The undersigned taxpayer hereby elects, pursuant to Section 83(b) of the Internal Revenue Code of 1986, as amended, to include in taxpayer’s gross income for the current taxable year the amount of any compensation taxable to taxpayer in connection with his or her receipt of the property described below:

 

1. The name, address, taxpayer identification number and taxable year of the undersigned are as follows:

 

NAME:   TAXPAYER:   SPOUSE:
ADDRESS:    
IDENTIFICATION NO:   TAXPAYER:   SPOUSE:
TAXABLE YEAR:    

 

2. The property with respect to which the election is made is described as follows:          shares (the “Shares”) of the Common Stock of Autodesk, Inc. (the “Company”).

 

3. The date on which the property was transferred is:         .

 

4. The property is subject to the following restrictions:

The Shares may be forfeited by the Grantee upon certain events.

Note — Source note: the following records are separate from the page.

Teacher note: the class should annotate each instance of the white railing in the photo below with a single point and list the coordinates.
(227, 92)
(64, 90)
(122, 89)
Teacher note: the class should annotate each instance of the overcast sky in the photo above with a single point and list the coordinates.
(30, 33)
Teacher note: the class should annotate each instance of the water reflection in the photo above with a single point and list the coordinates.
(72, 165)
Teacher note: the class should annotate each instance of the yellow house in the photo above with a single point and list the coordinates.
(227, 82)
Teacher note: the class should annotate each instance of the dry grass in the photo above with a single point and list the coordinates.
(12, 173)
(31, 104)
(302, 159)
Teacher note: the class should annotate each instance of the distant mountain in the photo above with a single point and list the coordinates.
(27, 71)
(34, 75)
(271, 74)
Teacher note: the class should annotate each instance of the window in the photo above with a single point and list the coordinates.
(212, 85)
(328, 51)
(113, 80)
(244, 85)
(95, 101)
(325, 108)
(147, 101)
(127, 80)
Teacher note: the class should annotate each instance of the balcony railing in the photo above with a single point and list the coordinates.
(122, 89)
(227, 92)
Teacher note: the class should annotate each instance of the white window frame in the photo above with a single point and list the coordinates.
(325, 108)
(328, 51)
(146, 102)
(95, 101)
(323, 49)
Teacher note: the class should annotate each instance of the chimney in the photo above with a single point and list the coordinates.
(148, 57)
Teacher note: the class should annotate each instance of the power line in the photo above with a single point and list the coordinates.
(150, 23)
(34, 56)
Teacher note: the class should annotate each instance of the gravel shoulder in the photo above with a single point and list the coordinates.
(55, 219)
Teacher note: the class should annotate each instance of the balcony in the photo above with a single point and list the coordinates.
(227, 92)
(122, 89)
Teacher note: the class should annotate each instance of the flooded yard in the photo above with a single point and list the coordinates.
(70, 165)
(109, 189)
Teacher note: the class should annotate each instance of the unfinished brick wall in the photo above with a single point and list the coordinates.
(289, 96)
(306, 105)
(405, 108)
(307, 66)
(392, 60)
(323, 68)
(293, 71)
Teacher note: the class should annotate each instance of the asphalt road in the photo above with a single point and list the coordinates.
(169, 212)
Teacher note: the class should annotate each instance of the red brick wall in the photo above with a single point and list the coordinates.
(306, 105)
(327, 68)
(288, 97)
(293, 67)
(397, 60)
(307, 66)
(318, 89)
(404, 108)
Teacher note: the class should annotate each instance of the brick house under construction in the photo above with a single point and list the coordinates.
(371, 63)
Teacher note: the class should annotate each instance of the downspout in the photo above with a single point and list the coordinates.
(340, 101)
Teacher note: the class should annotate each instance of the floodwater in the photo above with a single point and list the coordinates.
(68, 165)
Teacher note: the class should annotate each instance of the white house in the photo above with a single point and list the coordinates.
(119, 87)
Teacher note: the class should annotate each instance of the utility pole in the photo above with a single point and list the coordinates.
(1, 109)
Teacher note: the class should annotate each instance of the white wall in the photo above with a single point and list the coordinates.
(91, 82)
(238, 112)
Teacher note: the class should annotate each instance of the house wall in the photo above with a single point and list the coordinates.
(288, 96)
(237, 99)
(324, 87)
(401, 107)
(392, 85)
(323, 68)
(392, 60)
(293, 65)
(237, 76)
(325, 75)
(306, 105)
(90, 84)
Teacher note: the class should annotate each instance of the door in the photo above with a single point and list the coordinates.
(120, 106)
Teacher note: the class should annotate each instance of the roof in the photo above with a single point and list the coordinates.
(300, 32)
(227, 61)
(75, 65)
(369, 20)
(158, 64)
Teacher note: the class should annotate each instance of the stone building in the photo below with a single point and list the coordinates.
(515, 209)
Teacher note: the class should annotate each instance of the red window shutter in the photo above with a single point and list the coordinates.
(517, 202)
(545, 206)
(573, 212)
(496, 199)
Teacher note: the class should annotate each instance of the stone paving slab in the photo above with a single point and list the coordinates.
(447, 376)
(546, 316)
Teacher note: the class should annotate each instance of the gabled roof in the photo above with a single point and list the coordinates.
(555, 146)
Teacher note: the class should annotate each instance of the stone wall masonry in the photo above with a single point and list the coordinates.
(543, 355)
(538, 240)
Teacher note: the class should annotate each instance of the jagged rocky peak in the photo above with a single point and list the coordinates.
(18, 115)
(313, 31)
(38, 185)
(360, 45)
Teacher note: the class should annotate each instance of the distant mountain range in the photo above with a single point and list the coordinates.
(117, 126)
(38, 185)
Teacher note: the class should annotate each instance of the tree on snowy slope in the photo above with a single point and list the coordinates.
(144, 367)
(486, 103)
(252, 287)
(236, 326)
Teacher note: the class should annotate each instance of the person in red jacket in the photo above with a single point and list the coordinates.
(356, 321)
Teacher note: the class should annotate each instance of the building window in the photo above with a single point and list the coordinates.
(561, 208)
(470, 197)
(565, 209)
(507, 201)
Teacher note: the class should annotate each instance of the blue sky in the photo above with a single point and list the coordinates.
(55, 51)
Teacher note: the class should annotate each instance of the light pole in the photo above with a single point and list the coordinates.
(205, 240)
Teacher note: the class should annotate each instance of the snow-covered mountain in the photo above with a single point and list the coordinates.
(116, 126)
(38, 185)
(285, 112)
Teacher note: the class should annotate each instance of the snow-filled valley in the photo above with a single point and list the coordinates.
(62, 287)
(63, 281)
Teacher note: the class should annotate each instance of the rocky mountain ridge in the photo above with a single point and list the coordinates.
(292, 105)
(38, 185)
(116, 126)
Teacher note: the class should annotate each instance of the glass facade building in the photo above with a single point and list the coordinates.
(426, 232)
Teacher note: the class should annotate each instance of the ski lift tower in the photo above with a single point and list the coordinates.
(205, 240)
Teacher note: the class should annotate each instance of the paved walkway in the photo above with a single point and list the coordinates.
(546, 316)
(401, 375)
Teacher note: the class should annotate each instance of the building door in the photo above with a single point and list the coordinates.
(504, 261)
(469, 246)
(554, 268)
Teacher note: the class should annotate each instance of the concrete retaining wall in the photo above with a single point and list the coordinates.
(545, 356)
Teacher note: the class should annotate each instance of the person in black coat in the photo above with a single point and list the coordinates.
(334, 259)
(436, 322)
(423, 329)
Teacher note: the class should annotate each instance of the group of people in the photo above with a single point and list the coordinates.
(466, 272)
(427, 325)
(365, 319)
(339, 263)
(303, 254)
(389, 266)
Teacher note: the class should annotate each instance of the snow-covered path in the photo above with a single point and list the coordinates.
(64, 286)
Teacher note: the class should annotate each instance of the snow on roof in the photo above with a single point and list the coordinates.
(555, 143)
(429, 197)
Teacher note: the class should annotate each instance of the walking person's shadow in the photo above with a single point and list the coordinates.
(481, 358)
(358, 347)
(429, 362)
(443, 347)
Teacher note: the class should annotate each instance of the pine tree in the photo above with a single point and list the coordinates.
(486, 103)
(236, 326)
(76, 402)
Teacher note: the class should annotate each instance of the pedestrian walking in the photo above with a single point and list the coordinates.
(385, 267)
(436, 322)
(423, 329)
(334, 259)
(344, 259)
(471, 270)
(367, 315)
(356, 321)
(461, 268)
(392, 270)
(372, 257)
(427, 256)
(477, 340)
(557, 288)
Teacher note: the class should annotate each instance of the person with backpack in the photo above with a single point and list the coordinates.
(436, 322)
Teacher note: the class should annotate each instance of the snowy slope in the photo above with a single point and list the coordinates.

This right lapses with regard to the Shares based on the continued performance of services by the taxpayer over time.

 

5. The fair market value at the time of transfer, determined without regard to any restriction other than a restriction which by its terms will never lapse, of such property is:

$         

 

6. The amount (if any) paid for such property is:

$        .

The undersigned has submitted a copy of this statement to the person for whom the services were performed in connection with the undersigned’s receipt of the above-described property. The transferee of such property is the person performing the services in connection with the transfer of said property.

The undersigned understands that the foregoing election may not be revoked except with the consent of the Commissioner.

 

Dated:             , 20          

 

      Taxpayer
The undersigned spouse of taxpayer joins in this election.